While deer hunting, Jonesy and Beaver run into another hunter who has been lost in the woods for several days. Things take a nasty turn as Jonesy and Beaver discover that the hunter literally has an explosive condition – not only is he infected with Red Ripley, but he also has an unprecedented amount of belches and flatulence. Jonesy and Beaver soon discover that the hunter’s condition is more than just a bad case of indigestion when a monstrous creature erupts “Alien”-style out of the hunter’s rear end.
Yeah, you heard me right: Exploding butt aliens.
While the film can’t be faulted for unoriginality in many cases (after all, this is the first time I’ve ever seen the outlet for invasion literally be the toilet), it can be faulted for bad taste. Now don’t get me wrong. I am a big fan of bad taste, and Stephen King has always danced on its edge with his often crude plot point, but the toothy rectal slug that becomes the focus of terror in this film is a bit too much to handle.
Other non-scatological devices from the original novel fall flat in this film, mainly Jonesy’s “memory warehouse.” This is a symbolic representation of Jonesy’s encyclopedic memory that is important in the second act, but really is forced into the film.
Initial trailers for “Dreamcatcher” hinted at a blatant rip-off of John Carpenter’s sci-fi/horror masterpiece “The Thing,” and I wish it would have been that. Even the classic “X-Files” episode “Ice” stole directly from Carpenter’s film (and more accurately from John W. Campbell’s original story Who Goes There?), but it tried in its own way to pay homage.
Much of this misconception happens because one of the characters is shown in the trailer being possessed by the alien force. In the film, this is more of a goofy rip-off of “It Came From Outer Space” in which Jonesy is inhabited by an alien named Mister Gray that speaks through him with a cheesy British accent.

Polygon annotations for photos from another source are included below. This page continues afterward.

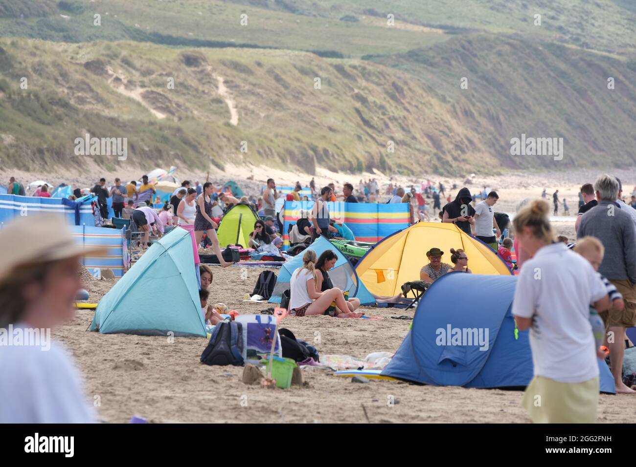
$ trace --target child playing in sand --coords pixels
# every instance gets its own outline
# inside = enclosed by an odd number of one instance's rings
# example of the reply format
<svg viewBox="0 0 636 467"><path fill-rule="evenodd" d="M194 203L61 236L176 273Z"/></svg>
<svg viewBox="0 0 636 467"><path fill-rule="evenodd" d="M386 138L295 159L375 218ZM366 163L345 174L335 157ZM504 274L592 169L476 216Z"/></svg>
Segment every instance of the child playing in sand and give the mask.
<svg viewBox="0 0 636 467"><path fill-rule="evenodd" d="M512 247L512 240L504 238L503 243L499 245L499 248L497 250L497 254L501 257L501 259L506 262L506 266L511 271L515 269L515 263L513 262L513 254L510 252Z"/></svg>
<svg viewBox="0 0 636 467"><path fill-rule="evenodd" d="M605 276L598 273L598 266L602 262L603 255L605 254L603 244L596 237L583 237L577 243L574 250L588 260L592 265L592 267L597 271L598 277L605 284L605 288L607 289L607 295L609 295L609 299L613 304L614 308L618 310L623 309L625 303L623 301L623 295L621 292ZM590 323L592 325L592 332L594 334L594 340L596 342L597 356L599 358L604 358L605 355L598 349L601 346L606 344L604 342L605 325L600 316L598 316L598 313L591 306L590 307Z"/></svg>
<svg viewBox="0 0 636 467"><path fill-rule="evenodd" d="M610 308L594 268L554 242L549 205L535 200L516 213L515 231L530 259L518 277L512 313L530 328L534 376L522 405L535 423L593 423L598 405L598 353L590 305Z"/></svg>
<svg viewBox="0 0 636 467"><path fill-rule="evenodd" d="M210 292L205 289L199 290L199 299L201 301L201 313L204 315L205 324L216 326L219 323L224 320L222 316L219 315L212 305L208 306L207 299L210 296Z"/></svg>

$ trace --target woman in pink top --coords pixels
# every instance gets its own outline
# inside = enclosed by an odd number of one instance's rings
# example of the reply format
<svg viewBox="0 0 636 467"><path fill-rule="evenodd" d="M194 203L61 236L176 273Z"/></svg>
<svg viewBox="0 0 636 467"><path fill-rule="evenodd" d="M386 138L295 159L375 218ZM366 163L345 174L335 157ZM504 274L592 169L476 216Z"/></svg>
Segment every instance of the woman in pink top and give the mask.
<svg viewBox="0 0 636 467"><path fill-rule="evenodd" d="M38 196L40 198L51 198L51 194L48 193L48 187L46 185L43 185L39 194Z"/></svg>

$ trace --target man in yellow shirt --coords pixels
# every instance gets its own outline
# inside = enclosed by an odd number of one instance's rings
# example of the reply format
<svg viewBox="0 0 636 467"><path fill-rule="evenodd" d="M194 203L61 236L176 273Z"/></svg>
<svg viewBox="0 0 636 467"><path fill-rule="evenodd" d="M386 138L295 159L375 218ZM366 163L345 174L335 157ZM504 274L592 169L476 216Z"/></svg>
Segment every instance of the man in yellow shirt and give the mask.
<svg viewBox="0 0 636 467"><path fill-rule="evenodd" d="M148 206L152 207L153 194L156 193L156 190L155 189L155 184L148 183L148 175L144 175L142 177L141 182L141 186L139 187L139 189L135 196L135 199L139 201L146 201L146 203Z"/></svg>
<svg viewBox="0 0 636 467"><path fill-rule="evenodd" d="M137 182L131 180L130 183L126 186L126 201L132 201L134 198L136 198L137 194Z"/></svg>

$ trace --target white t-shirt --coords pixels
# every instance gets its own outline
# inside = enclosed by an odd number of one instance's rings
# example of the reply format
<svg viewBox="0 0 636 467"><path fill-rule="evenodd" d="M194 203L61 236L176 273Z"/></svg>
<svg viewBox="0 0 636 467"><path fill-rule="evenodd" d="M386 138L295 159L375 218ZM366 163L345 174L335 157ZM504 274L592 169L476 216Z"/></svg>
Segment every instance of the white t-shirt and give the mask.
<svg viewBox="0 0 636 467"><path fill-rule="evenodd" d="M313 274L305 269L299 267L293 272L289 280L289 309L300 308L314 301L307 293L307 281L313 278Z"/></svg>
<svg viewBox="0 0 636 467"><path fill-rule="evenodd" d="M192 201L191 205L188 204L185 200L182 200L181 202L183 203L183 211L181 212L181 215L185 217L186 219L189 219L192 221L191 224L195 222L195 217L197 217L197 203L195 201ZM186 224L186 222L181 217L179 218L179 225L190 225Z"/></svg>
<svg viewBox="0 0 636 467"><path fill-rule="evenodd" d="M0 346L0 423L95 422L73 360L50 345Z"/></svg>
<svg viewBox="0 0 636 467"><path fill-rule="evenodd" d="M479 217L475 218L475 234L482 237L494 235L492 233L492 219L495 217L495 212L492 208L483 201L475 206L475 213L479 215Z"/></svg>
<svg viewBox="0 0 636 467"><path fill-rule="evenodd" d="M530 346L535 376L560 382L598 376L590 305L607 294L590 263L561 242L523 262L512 312L534 317Z"/></svg>

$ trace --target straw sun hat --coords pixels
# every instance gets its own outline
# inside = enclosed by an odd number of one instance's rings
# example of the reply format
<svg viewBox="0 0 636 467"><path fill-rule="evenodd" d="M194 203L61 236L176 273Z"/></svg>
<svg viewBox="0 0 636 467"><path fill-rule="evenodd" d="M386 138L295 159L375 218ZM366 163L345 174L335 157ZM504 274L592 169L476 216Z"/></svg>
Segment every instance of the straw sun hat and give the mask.
<svg viewBox="0 0 636 467"><path fill-rule="evenodd" d="M76 243L61 216L22 217L0 230L0 285L25 264L106 252L101 247L86 248Z"/></svg>

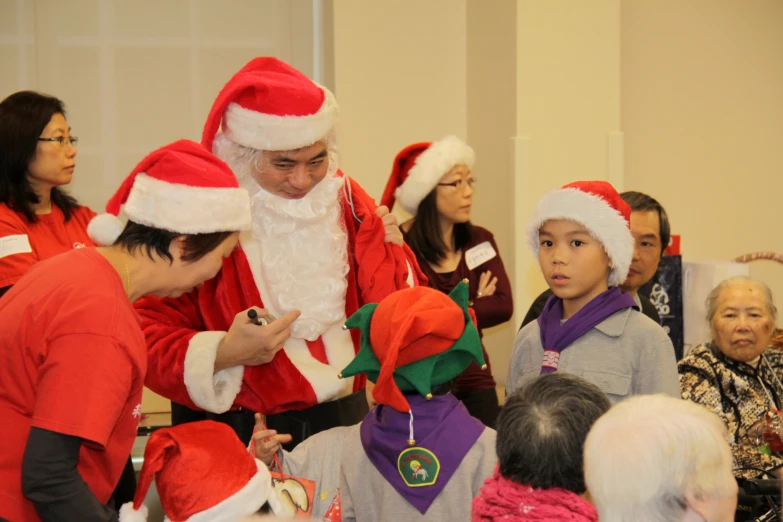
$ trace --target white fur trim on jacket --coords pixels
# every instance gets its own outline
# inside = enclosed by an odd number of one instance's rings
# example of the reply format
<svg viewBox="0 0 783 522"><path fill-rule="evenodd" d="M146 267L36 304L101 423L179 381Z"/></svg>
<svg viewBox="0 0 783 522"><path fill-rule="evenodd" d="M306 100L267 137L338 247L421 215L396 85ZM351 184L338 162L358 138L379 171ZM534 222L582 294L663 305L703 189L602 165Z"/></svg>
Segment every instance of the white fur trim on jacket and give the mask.
<svg viewBox="0 0 783 522"><path fill-rule="evenodd" d="M180 234L250 228L250 196L243 188L202 188L136 176L125 203L128 219Z"/></svg>
<svg viewBox="0 0 783 522"><path fill-rule="evenodd" d="M405 212L415 216L419 203L438 185L438 181L456 165L473 168L476 156L470 146L456 136L446 136L419 154L408 177L394 192Z"/></svg>
<svg viewBox="0 0 783 522"><path fill-rule="evenodd" d="M527 226L527 240L538 257L538 232L550 219L567 219L585 227L606 250L612 263L609 286L621 285L631 267L635 242L623 215L603 199L576 188L554 190L542 197Z"/></svg>
<svg viewBox="0 0 783 522"><path fill-rule="evenodd" d="M257 150L293 150L325 139L337 124L339 109L334 95L324 87L324 102L307 116L277 116L230 103L223 115L223 134L245 147Z"/></svg>
<svg viewBox="0 0 783 522"><path fill-rule="evenodd" d="M125 228L114 214L98 214L87 224L87 235L98 246L111 246Z"/></svg>
<svg viewBox="0 0 783 522"><path fill-rule="evenodd" d="M276 310L272 304L269 289L262 275L261 245L250 232L239 234L239 243L242 245L245 257L247 257L247 263L250 265L250 271L253 274L258 293L261 295L264 308L269 310L272 315L280 317L280 311ZM310 384L319 403L339 399L353 392L354 378L340 379L338 377L342 369L347 366L347 363L343 364L343 361L350 362L356 356L353 338L350 332L342 329L343 322L333 324L321 336L329 364L324 364L313 357L304 339L289 337L283 344L286 356Z"/></svg>
<svg viewBox="0 0 783 522"><path fill-rule="evenodd" d="M215 371L215 356L226 332L199 332L190 339L185 354L185 388L190 400L211 413L225 413L242 387L244 366Z"/></svg>

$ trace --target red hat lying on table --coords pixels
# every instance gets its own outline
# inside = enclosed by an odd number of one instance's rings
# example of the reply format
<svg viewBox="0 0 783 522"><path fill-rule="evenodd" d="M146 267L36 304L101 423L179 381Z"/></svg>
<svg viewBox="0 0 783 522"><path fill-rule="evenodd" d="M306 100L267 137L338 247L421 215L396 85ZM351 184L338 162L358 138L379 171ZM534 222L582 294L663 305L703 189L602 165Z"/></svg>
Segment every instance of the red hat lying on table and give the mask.
<svg viewBox="0 0 783 522"><path fill-rule="evenodd" d="M146 522L152 480L171 522L232 522L266 503L281 510L266 465L247 452L226 424L200 421L153 432L133 503L120 509L120 522Z"/></svg>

With the roster attached to this film, you would expect a masterpiece. After all, this isn’t like one of King’s lower rent adaptations like “Needful Things” that was directed by Charlton Heston’s son. This is Lawrence f*****g Kasdan, and the movie is populated with excellent actors like Morgan Freeman, Thomas Jane, Jason Lee and Timothy Olyphant. Add the fact that William Goldman adapted the screenplay, and you’re on the right track. However, “Dreamcatcher” reminds us that Morgan Freeman acted in the odious “Chain Reaction” and Goldman wrote plenty of stinkers, including “The Ghost in the Darkness.”
Sadly, the only reason to drag yourself to the theatre and plop down eight bucks is to watch the new short film Final Flight of the Osiris, which is produced by the Final Fantasy: The Spirits Within animation team and sets up the plot for this summer’s “The Matrix Reloaded.”